Any filesystem operation that's within a subvolume starts by looking up the key
for that subvolume to get the current snapshot ID, to be used for both lookups
and updates. This means we have to remember what subvolume we're in, in the in
memory `bch_inode_info` - as mentioned previously only subvolume root inodes
have this field in the btree.

The btree iterator code is getting two new flags - `BTREE_ITER_ALL_SNAPSHOTS`
and `BTREE_ITER_FILTER_SNAPSHOTS`, that controls how iteration handles the
snapshot field of the key. One of these flags should be specified for iterators
for a btree that uses the snapshots field. `BTREE_ITER_ALL_SNAPSHOTS` means
don't handle the snapshot field specially: it returns every key, and
advancing/rewinding the iterator position increments/decrements the snapshot
field. `BTREE_ITER_FILTER_SNAPSHOTS` means incrementing/decrementing the
iterator position does not include the snapshot field - there's only one
iterator position for each inode number:offset - and we return the key that
matches the specified snapshot ID, or the first ancestor if not found.

The update path, `bch2_trans_commit()` now has more work to do:

 * When deleting, we have to check if there's another key at the same position
   in an ancestor snapshot that would become visible - if so, we need to insert
   a whiteout instead.

 * When there was a key at the current position in an ancestor snapshot ID
   that's being overwritten (i.e. it will no longer be visible in the current
   snapshot) - we should also check if it's visible in any other snapshots, and
   if not, delete it.

Extents turn out to not require much special handling: extent handling has
already been moved out of the core btree code, and there's now a pass at the top
of `bch2_trans_commit()` for extents that walks the list of updates and compares
them to what's being overwritten, and for extents being partially overwritten
generates more updates for the existing extents. This all does basically what we
want for snapshots and won't have to change much.
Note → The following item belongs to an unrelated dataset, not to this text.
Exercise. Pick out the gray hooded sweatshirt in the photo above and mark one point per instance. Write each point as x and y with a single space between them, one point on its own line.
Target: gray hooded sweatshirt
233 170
There are implications for splitting and merging of existing extents. If we have
to split an existing extent (i.e. when copygc is moving around existing data and
the write path had to fragment it) - for each child snapshot ID of the extent's
snapshot ID, if the extent is not visible in that snapshot emit a whiteout for
the fragment.

Conversely, existing extents may not be merged if one of them is visible in a
child snapshot and the other is not.

Snapshot deletion:
==================

In the current design, deleting a snapshot will require walking every btree that
has snapshots (extents, inodes, dirents and xattrs) to find and delete keys with
the given snapshot ID. It would be nice to improve this.

Permissions:
============

Creating a new empty subvolume can be done by untrusted users anywhere they
could call mkdir().

Creating a snapshot will also be an untrusted operation - the only additional
requirement being that untrusted users must own the root of the subvolume being
snapshotted.

Fsck:
=====

The fsck code is going to have to be reworked to use `BTREE_ITER_ALL_SNAPSHOTS`
and check keys in all snapshots all at once, in order to have acceptable
performance. This has not been started on yet.